Jekyll: Category and Tag Paging and Feeds

Jekyll is a very popular and very powerful static blog generator. Out of the box it’s able to generate sophisticated site structures, and has a ton of configurability. One of the areas where I feel that Jekyll lacks some sophistication is around the handling of categories and tags; these are two data-sets that are core to Jekyll, but there isn’t a lot of functionality actually built around them. This is in contrast to dynamic blogging platforms like WordPress, or possibly Drupal, where these two data points are used to drive a lot of central navigation for the site.

To be fair, Jekyll is really intended to be a framework for expansion into larger degrees of customization and sophistication, and thankfully it has a very powerful plugin model. Higher-level frameworks like Octopress and Jekyll Bootstrap have shown what you can do with a little extra tweaking - as have the long list of Jekyll plugins.

When I set out to move my site over to Jekyll, one of my key goals was to still support all of the key navigation my site was capable of with my custom platform code, and Wordpress before it. That pretty much amounts to:

  • A date descending paging root for all blog entries /index.html.
  • A matching Atom feed for the root index.
  • Static pages like /about.html and /contact.html
  • Individual blog pages (I suppose this one is obvious).
  • Date desceding paging indexes for all categories and tags I use (for example: /category/article/ and /tag/jruby/.
  • Matching atom feeds for each of the paging indexes above (for example: /category/article/atom.xml and /tag/jruby/atom.xml.

It was the last two where I hit a hurdle when converting over. Jekyll simply doesn’t have built-in support for this. What surprised me was that I couldn’t find an open source plugin that did it either. The closest I found was over at marran.com, where Keith Marran built category pagination using a Jekyll plugin. It wasn’t exactly what I was looking for, but by far the closest - so props to the author for leading me down the path to understanding a little better.

So long story short, I chose to build my own - and it turns out to be quite simple to do, with a significant amount of added navigation as the end result.

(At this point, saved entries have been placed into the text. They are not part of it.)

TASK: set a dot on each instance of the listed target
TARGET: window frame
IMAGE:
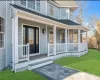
(2, 23)
(27, 5)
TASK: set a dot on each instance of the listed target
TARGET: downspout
(6, 34)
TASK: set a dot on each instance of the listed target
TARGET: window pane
(23, 2)
(1, 44)
(51, 39)
(0, 20)
(51, 10)
(31, 4)
(38, 6)
(1, 37)
(1, 28)
(62, 36)
(75, 36)
(1, 32)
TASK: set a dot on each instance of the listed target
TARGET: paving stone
(55, 71)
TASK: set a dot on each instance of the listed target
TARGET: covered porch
(35, 38)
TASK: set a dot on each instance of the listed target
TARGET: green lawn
(25, 75)
(88, 63)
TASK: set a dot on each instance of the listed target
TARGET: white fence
(23, 52)
(72, 47)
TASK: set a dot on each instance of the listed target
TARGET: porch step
(39, 64)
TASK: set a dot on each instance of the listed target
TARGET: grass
(88, 63)
(25, 75)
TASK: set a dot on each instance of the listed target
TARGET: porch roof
(64, 21)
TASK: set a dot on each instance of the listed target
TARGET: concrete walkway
(82, 76)
(57, 72)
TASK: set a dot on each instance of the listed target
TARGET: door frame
(39, 37)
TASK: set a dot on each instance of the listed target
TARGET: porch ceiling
(37, 17)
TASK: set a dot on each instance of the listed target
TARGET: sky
(91, 8)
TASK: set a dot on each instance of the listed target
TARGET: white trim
(54, 32)
(47, 38)
(39, 35)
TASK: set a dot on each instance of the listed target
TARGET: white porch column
(68, 13)
(87, 39)
(15, 38)
(78, 40)
(66, 38)
(54, 31)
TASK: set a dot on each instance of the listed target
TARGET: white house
(33, 33)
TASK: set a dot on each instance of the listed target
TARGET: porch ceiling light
(43, 31)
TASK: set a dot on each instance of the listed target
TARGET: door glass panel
(51, 39)
(24, 37)
(31, 36)
(37, 36)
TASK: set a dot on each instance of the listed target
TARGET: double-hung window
(1, 32)
(51, 10)
(31, 4)
(38, 5)
(23, 2)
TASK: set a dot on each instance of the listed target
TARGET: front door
(31, 36)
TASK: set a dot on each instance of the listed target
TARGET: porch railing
(23, 52)
(60, 48)
(72, 47)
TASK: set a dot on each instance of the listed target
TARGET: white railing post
(66, 38)
(48, 49)
(79, 40)
(54, 31)
(28, 51)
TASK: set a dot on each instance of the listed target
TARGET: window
(31, 4)
(73, 36)
(23, 2)
(51, 39)
(51, 10)
(63, 13)
(1, 32)
(62, 37)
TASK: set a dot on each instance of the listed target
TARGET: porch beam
(54, 30)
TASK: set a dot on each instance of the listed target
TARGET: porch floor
(38, 56)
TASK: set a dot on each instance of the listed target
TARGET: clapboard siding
(3, 50)
(9, 34)
(43, 42)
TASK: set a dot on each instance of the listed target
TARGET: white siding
(42, 44)
(9, 34)
(2, 51)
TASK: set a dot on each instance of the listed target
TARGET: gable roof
(64, 21)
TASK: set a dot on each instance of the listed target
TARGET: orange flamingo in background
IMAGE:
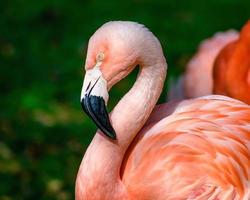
(232, 68)
(198, 79)
(193, 149)
(221, 66)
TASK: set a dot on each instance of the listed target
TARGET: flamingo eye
(100, 57)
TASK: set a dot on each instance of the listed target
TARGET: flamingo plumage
(192, 149)
(220, 66)
(198, 79)
(232, 68)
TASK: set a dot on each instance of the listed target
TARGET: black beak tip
(95, 108)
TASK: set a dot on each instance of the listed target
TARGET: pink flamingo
(193, 149)
(198, 78)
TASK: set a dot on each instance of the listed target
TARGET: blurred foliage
(43, 132)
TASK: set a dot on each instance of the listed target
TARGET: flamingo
(192, 149)
(232, 68)
(198, 79)
(221, 66)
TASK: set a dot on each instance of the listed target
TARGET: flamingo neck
(100, 168)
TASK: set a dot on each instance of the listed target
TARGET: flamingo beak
(94, 98)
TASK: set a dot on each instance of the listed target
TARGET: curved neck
(100, 167)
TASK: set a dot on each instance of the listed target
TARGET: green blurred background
(43, 132)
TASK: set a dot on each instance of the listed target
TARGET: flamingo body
(192, 149)
(198, 80)
(200, 150)
(232, 68)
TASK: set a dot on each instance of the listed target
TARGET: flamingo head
(113, 52)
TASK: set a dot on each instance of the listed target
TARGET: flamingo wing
(200, 149)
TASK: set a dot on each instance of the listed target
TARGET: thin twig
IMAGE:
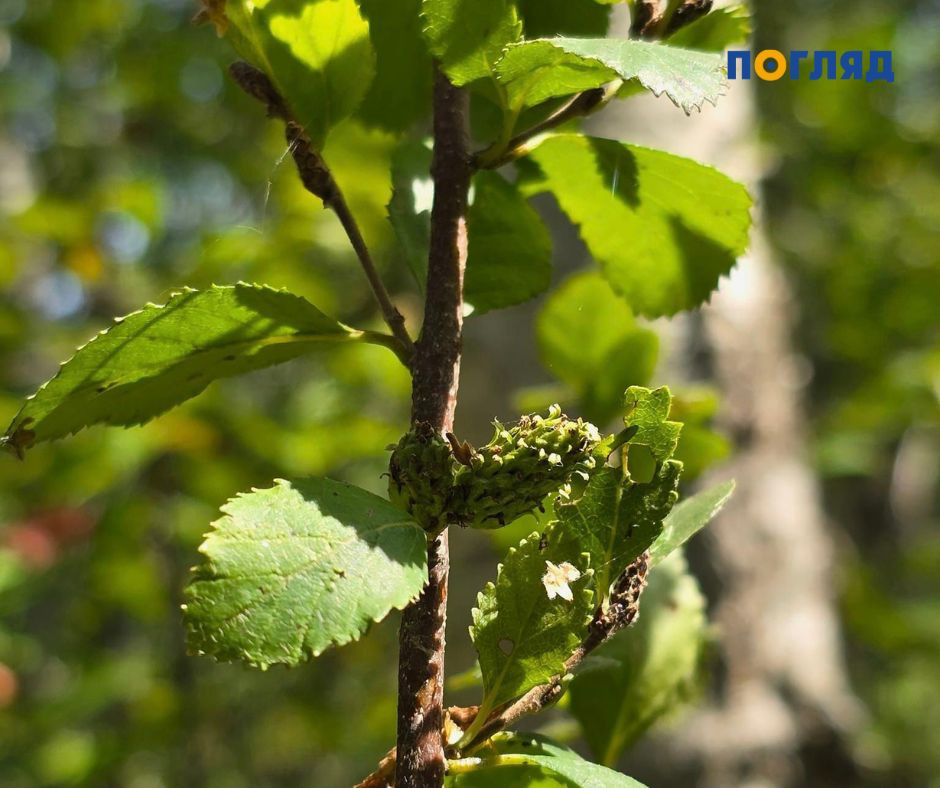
(622, 612)
(318, 180)
(577, 107)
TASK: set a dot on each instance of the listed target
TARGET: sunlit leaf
(523, 629)
(298, 567)
(161, 356)
(534, 71)
(317, 53)
(588, 338)
(688, 518)
(663, 228)
(647, 410)
(504, 766)
(616, 519)
(400, 94)
(715, 31)
(645, 671)
(468, 36)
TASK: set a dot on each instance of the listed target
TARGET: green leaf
(317, 53)
(700, 444)
(588, 338)
(648, 411)
(514, 750)
(400, 94)
(509, 248)
(563, 17)
(524, 627)
(468, 36)
(688, 518)
(507, 776)
(646, 671)
(161, 356)
(715, 31)
(534, 71)
(616, 519)
(298, 567)
(509, 258)
(664, 229)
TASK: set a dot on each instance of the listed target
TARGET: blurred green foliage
(853, 206)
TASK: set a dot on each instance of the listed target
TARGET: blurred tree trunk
(782, 705)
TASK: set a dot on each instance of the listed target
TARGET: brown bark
(436, 373)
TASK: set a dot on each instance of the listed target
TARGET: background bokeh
(131, 166)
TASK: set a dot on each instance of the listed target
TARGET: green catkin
(421, 476)
(491, 486)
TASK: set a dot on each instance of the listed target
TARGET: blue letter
(797, 57)
(852, 65)
(880, 67)
(829, 56)
(734, 57)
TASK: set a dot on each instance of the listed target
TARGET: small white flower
(556, 579)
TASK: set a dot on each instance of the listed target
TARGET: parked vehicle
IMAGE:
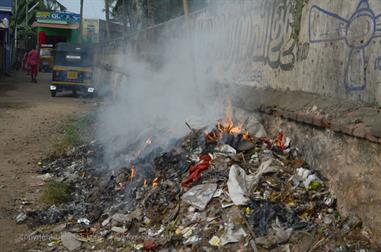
(72, 69)
(46, 58)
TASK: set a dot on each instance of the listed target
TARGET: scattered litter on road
(230, 188)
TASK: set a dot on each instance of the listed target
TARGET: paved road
(30, 122)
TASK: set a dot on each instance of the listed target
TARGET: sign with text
(58, 17)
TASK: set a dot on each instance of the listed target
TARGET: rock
(119, 230)
(121, 218)
(69, 241)
(20, 218)
(245, 145)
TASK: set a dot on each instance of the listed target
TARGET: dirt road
(30, 122)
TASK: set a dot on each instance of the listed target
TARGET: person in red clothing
(34, 59)
(24, 61)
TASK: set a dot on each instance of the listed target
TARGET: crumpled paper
(199, 195)
(240, 184)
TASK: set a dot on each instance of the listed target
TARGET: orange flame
(155, 182)
(145, 183)
(228, 122)
(133, 172)
(246, 136)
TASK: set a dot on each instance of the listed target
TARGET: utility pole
(124, 16)
(80, 24)
(107, 9)
(26, 13)
(16, 8)
(186, 8)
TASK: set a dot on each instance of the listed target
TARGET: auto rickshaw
(46, 58)
(72, 69)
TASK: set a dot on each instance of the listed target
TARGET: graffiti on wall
(377, 64)
(358, 31)
(261, 32)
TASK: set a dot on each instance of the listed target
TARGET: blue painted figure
(358, 32)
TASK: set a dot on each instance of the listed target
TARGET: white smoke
(157, 98)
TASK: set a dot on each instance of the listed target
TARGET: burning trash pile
(231, 188)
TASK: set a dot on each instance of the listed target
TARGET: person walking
(24, 62)
(34, 59)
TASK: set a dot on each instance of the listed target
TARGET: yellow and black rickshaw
(72, 69)
(46, 57)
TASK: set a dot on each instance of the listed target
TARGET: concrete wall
(337, 53)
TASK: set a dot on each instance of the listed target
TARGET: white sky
(91, 8)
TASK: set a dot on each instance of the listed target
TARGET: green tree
(139, 14)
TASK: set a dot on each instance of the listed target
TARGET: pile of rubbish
(231, 188)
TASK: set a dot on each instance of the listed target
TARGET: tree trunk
(81, 24)
(124, 13)
(107, 9)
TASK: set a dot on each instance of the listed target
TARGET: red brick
(293, 116)
(348, 129)
(359, 130)
(317, 120)
(325, 123)
(369, 136)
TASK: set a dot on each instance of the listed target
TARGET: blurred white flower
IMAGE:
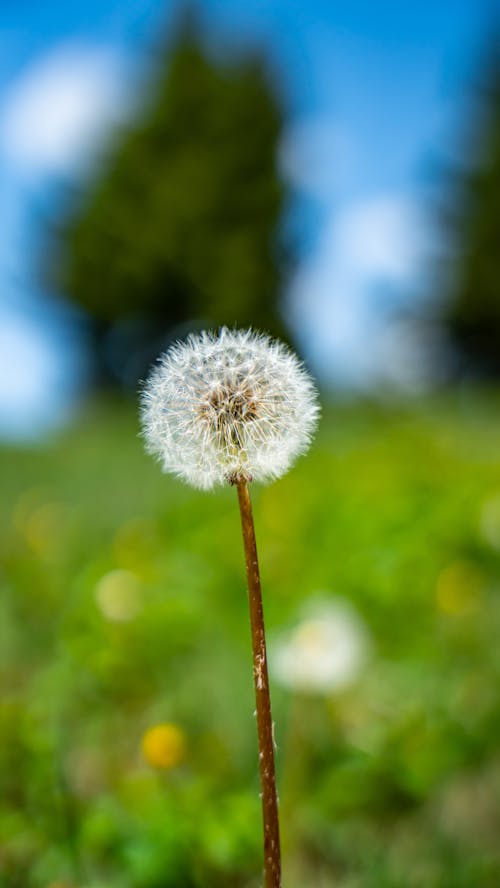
(325, 652)
(220, 407)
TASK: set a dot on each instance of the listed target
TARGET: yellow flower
(164, 746)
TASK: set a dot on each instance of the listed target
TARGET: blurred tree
(472, 312)
(179, 227)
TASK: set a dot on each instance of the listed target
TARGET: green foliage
(180, 224)
(472, 314)
(394, 781)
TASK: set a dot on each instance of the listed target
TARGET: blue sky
(376, 94)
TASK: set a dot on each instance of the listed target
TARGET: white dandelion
(230, 408)
(219, 407)
(325, 652)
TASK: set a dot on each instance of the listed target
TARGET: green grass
(393, 782)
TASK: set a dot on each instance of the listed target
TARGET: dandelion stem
(272, 855)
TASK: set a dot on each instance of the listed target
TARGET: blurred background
(330, 173)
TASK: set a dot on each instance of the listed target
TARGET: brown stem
(272, 856)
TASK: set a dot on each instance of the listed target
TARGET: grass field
(123, 606)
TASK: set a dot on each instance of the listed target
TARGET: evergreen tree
(472, 312)
(180, 226)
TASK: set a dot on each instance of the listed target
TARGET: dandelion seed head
(326, 650)
(225, 406)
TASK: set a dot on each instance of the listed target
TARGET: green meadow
(123, 607)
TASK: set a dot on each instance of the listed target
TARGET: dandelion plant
(230, 408)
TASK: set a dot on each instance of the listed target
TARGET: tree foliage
(179, 227)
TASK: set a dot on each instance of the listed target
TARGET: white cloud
(38, 377)
(55, 113)
(317, 155)
(378, 237)
(367, 252)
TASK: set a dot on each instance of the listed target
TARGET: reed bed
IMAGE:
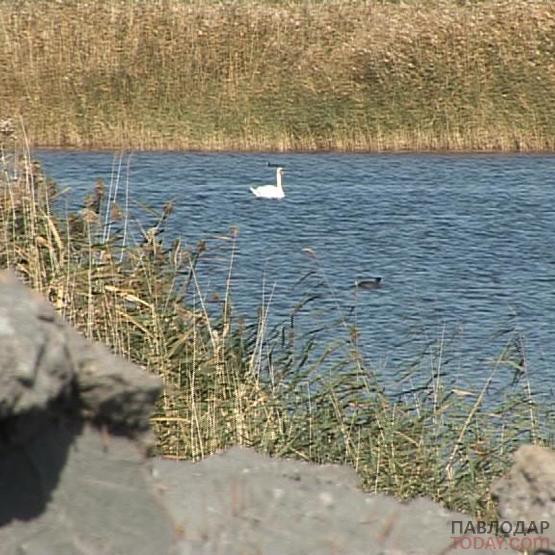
(359, 75)
(230, 382)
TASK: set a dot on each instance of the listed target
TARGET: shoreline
(253, 76)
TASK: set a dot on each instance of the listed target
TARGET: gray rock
(243, 503)
(74, 478)
(527, 493)
(34, 366)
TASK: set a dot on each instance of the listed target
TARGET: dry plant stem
(228, 383)
(290, 75)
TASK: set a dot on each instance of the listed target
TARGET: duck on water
(271, 191)
(372, 283)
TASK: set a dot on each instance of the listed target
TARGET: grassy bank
(355, 75)
(229, 382)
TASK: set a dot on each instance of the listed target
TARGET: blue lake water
(464, 243)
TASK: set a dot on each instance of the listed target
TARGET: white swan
(271, 191)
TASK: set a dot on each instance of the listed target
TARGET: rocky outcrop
(74, 478)
(73, 427)
(527, 493)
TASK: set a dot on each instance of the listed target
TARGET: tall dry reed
(361, 75)
(275, 389)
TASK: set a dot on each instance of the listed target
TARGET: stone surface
(74, 478)
(527, 493)
(243, 503)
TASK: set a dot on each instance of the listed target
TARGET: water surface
(464, 243)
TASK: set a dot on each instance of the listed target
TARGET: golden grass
(173, 74)
(227, 382)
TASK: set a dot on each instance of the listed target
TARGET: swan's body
(271, 191)
(374, 283)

Let’s recap a bit what we want to achieve: * A page in the form /category/[category name]/index.html for every category, with a Jekyll style paginator available to the page at render time. * Subsequent pages in the form /category/[category name]/pageN/index.html for every extra page of entries for that category, again with a paginator available at render time. * A top-ten feed list for the category at /category/[category name]/atom.xml. * Similar support for every tag via /tag/[tag name]/index.html and /tag/[tag name]/pageN/index.html.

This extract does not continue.